Affects Version/s: None
Fix Version/s: 0.12.0
Localizing refers to downloading of resources that a container needs to execute. This could include executables (binaries, jar files etc.) or other resource files that a container needs when it runs. The NM interacts with the HttpFileSystem to fetch the resources.
When there are flaky connection issues to the HttpFileSystem, we should graciously fail localizing with a timeout (instead of hanging the localizing phase forever). At LinkedIn, we have encountered issues with several jobs in our cluster hanging indefinitely. This error is very subtle because Yarn localization happens in a separate process called "ContainerLocalizer".
Based on investigation here are the relevant stack traces:
Investigating heap dumps of the NM and the state of its data-structures revealed a hung socket.

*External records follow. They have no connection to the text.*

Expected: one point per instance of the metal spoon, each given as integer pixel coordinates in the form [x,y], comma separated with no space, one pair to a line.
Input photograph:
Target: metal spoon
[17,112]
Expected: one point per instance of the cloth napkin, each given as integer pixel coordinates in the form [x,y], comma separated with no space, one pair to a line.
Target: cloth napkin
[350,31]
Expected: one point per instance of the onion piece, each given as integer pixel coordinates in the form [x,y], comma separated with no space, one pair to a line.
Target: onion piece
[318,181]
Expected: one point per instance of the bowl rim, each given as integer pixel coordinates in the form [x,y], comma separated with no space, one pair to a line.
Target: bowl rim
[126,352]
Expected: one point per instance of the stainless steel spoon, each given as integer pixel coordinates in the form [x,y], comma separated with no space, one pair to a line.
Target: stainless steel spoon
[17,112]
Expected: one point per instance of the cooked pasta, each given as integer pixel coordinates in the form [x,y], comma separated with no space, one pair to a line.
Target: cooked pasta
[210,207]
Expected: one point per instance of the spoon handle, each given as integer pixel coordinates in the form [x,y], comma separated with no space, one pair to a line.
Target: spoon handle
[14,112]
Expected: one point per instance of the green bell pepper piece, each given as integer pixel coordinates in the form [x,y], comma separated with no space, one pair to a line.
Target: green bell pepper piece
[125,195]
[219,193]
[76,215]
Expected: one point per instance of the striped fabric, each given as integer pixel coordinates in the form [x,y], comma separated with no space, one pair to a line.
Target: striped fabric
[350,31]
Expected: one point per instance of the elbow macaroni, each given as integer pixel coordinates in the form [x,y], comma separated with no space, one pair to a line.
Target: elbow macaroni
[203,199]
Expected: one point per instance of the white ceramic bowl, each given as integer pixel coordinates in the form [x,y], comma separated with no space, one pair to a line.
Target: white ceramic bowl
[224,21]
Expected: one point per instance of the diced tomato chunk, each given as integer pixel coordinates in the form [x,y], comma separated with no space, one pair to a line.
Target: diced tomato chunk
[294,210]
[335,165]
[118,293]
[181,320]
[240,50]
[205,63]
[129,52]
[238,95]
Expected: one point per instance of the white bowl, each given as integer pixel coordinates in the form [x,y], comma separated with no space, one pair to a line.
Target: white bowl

The NM threads that consume the STDOUT and STDERR of the ContainerLocalizer are blocked waiting for the ContainerLocalizer to finish download. (This is not surprising since the pipe with the child process has not yet closed and there is no new data to read).
The fix is as follows:
Fix the HttpFileSystem to provide timeouts for read calls. The socket time out will cause the NM to shutdown the ContainerLocalizer. This will cause the NM thread stuck on reading from the STDOUT of ContainerLocalizer to be interrupted (since the other end of the pipe is now closed). It will later trigger an AM notification for a killed container and the AM can make a new request to the RM for that container.
The fix must be tested carefully since this is on the critical path of every single container request.